Halil Uner Show

Geçen hafta sonu oynanan Aliağa maçı beklendiği gibi gergin dakikalara sahne oldu. Halil Üner’in riskli maçlarda şapkadan tavşan çıkardığını biliyoruz da açıkçası bu kadarını da beklemiyorduk. Sezonun başlamasına çok az bir süre varken Ahmet Kandemir’in Behçet Üner’le anlaşamadığını açıklayıp yollarını ayırmak istemesinin ardından Antalyada’da Kandemir’e karşı bir cepheleşme oluştu. Behçet Üneri ve Halil Ünerin tepkisini bir nebze anlarımda neden Behçet Üner gitti diye başkaları hocaya tavır alır onu anlamıyorum. Bir antrenör çalışma arkadaşlarını seçme konusunda özgür değil midir? Faydalı olacağını düşündüğü için kadroya dâhil etmiş, daha sonra ise faydasını görememiş ve yollarını ayırmış olamaz mı? Bunda bu kadar büyütecek bir durum olduğunu düşünmüyorum Hatta uyumsuzluk halinde sezon başlamadan yolların ayrılmasının takım adına daha olumlu bulduğumu daha önce de belirtmiştim. Hatta bu ayrılığın Halil Üner kanadında bir iç pazarlığa dönüşebileceğini de ifade etmiştim.
Onun için hafta sonu oynan maçta sadece lig mücadelesi bekleyenler yanıldı. Ben bir Halil Üner sow bekliyordum ve öylede oldu. Açıkça itiraf edeyim ki bir yabancı oyuncumuzun kadroda olmamasından dolayı da Aliağa’nın maçı alabileceğini tahmin ediyordum. Ama bu sefer Halil Üner taktikleri tutmadı ve takımımız uzatmada kazandı.
Tabi bunun dışında Halil hocanın yaptığı açıklamaları da talihsizlik olarak niteliyorum. Maçı izleme imkânım olmadı fakat. Teknik faulle dışarı atılan Halil Üner olduğuna göre bir antrenöre uygun davranışları sergilemeyeninde onun olduğu anlaşılıyor.
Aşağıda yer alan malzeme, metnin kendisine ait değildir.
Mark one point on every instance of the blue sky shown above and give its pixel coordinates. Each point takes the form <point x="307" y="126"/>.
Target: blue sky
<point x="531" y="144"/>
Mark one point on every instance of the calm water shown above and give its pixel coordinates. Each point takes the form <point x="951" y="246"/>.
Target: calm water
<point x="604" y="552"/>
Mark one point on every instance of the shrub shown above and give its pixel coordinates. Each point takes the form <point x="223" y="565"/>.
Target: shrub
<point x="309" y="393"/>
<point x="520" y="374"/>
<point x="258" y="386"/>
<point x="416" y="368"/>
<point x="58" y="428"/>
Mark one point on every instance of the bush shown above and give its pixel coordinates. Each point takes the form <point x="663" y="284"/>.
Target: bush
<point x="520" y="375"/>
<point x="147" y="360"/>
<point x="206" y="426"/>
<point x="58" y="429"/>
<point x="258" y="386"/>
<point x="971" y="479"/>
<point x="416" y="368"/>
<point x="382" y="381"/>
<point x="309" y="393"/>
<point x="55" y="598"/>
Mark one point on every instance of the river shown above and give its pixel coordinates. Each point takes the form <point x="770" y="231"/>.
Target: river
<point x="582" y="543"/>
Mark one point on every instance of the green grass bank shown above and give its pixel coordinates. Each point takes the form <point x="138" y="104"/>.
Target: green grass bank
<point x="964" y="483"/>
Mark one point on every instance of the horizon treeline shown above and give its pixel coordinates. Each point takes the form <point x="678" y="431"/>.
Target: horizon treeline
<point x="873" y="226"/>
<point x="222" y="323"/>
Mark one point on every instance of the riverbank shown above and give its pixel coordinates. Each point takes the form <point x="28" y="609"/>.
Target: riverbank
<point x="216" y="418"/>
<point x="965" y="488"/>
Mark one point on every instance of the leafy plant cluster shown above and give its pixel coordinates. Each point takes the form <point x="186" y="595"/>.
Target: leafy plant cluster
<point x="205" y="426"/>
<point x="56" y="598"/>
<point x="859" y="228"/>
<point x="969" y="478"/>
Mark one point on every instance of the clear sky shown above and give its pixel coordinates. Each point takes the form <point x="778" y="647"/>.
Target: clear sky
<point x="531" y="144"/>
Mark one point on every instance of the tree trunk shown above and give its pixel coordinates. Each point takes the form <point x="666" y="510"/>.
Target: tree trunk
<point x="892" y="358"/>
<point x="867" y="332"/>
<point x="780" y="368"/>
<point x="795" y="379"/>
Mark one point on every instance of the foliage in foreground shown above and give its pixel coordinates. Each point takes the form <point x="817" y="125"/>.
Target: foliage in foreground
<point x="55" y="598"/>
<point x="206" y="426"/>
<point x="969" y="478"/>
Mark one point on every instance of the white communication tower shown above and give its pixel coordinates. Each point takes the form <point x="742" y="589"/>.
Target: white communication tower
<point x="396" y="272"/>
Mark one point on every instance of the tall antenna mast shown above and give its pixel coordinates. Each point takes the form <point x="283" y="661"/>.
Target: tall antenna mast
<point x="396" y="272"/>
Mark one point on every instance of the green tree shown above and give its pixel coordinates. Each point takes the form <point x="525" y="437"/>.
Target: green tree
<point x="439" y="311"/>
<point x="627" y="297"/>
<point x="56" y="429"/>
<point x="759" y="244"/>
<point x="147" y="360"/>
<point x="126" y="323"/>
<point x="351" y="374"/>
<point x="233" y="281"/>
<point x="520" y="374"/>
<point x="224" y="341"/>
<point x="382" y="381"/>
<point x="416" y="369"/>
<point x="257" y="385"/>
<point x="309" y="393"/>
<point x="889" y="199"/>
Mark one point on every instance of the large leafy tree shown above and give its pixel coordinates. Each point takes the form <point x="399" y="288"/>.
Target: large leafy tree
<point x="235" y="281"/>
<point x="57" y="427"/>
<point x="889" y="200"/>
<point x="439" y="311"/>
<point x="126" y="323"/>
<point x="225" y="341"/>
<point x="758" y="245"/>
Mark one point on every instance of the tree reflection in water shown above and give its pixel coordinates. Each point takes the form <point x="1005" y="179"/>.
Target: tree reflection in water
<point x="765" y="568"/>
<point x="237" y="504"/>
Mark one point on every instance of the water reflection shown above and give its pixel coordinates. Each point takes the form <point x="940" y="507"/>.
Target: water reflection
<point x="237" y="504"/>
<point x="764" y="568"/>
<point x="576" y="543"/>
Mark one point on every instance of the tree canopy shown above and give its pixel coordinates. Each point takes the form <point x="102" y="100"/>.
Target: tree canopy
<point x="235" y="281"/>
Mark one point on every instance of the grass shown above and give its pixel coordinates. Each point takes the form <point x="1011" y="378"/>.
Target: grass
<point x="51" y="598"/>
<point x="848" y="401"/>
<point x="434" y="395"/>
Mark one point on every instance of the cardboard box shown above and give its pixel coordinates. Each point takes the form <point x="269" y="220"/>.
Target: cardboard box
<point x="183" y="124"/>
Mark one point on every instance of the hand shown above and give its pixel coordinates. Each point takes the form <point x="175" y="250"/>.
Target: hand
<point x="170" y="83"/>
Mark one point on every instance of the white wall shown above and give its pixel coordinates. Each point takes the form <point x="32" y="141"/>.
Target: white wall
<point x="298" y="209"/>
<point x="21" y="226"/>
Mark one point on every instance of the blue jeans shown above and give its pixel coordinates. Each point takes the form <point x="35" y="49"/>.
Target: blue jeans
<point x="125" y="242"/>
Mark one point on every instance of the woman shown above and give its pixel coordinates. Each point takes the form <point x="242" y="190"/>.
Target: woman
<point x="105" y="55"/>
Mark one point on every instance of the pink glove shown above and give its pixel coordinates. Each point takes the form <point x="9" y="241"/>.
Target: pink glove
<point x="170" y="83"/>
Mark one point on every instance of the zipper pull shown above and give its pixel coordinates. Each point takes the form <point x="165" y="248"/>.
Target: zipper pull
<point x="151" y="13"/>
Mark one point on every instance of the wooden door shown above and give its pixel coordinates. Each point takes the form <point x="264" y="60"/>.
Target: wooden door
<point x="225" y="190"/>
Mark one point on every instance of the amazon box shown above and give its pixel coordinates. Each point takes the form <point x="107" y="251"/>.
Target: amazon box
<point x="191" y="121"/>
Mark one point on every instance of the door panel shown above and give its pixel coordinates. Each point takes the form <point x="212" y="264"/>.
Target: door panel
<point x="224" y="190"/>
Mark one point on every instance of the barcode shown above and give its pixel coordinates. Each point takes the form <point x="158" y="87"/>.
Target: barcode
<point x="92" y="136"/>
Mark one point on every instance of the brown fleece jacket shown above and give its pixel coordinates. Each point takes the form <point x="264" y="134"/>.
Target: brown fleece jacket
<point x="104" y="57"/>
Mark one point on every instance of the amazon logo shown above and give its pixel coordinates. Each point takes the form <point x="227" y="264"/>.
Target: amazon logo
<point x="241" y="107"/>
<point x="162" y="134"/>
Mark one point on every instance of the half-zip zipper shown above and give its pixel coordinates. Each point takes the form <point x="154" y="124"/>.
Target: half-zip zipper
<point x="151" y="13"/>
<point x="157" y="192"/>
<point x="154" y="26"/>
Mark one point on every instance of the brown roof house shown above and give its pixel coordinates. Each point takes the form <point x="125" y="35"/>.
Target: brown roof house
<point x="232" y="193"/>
ARTIK KANDEMİR’E DESTEK OLUN.

 Hoca espri yapıyor, hemen tepki gösteriliyor. Paralar ödenmemesine rağmen takımın hiç antrenman eksikliği bulunmuyor. Motive amaçlı bir taktik uyguluyor yine tepki. Paralar ödenmedi diye çıkılmayan antrenmanları, kasıtlı olarak oynamayan oyuncuların sayesinde takımımızın ligden düştüğünü ne çabuk unuttuk? Şimdi her türlü olumsuzluklara karşın başarılı giden bir takımın antrenörünü sırf esprilerini ve yöntemini beğenmediğimiz için eleştirebiliyoruz. Eğer takım başarılı gidiyorsa antrenörün uyguladığı yöntem ne ise doğrudur. Eğer yol başarıya gidiyorsa onun ya da bunun bu yöntemi beğenip beğenmemesi çok da önemli değildir.
 Neyse ki Büyükşehir belediye spor kulübü başkanı Recep Tokgöz bu iyi gidişatın arkasında duruyor ve dedikodulara da prim vermiyor. Dedikodularla takım yönetmeye çalışanların sonlarını gördük. Gerçek dışı konular yaratıp bunları gündeme taşıyıp bireylere zarar vermeye çalışanları da. Bu sanal düşüncelerle sanal âlemlerde yaşayacaksak bir arpa boyu yol alamayız. Onun için gerçeklerle yüzleşmeliyiz. Bu gün bu takım 5 de 4 yapmış Efes’i yenmiş, Mersin’i yenmiş, Aliağa’yı yenmiş, henüz dördüncü yabancı oyuncusunu almamış ve son maçını da 2 yabancı ile kazanmış. İşte gerçek budur, bu başarıdır ve tebrik gerektirir. Ama yarın şimdiki bu başarılar hedef olarak kalır, takım ilerleme sağlayamaz ise o zaman eleştirinin vakti gelir. Şimdi büyükşehir camiasının bir bütün olması ve Kandemir’e destek vermesi gerekir. Bunun aksi kafalarda soru işareti yaratır.


 TENİS FEDERASYONU ATAKTA

 Ayda Uluç un başkanlığını yaptığı tenis federasyonu yeniliklerine devam ediyor. Seçildiği günden itibaren ileriye yönelik başarılı sporcular yetiştirilmesi adına atılan adımları herkesin gözlemlediği kanısındayım. Aynı zamanda Dünyada ses getiren turnuvalarda yavaş yavaş ülkemize kazandırılıyor. Yani ülkemizde tenis adına önümüzdeki süreçte güzel gelişmeler bizi bekliyor.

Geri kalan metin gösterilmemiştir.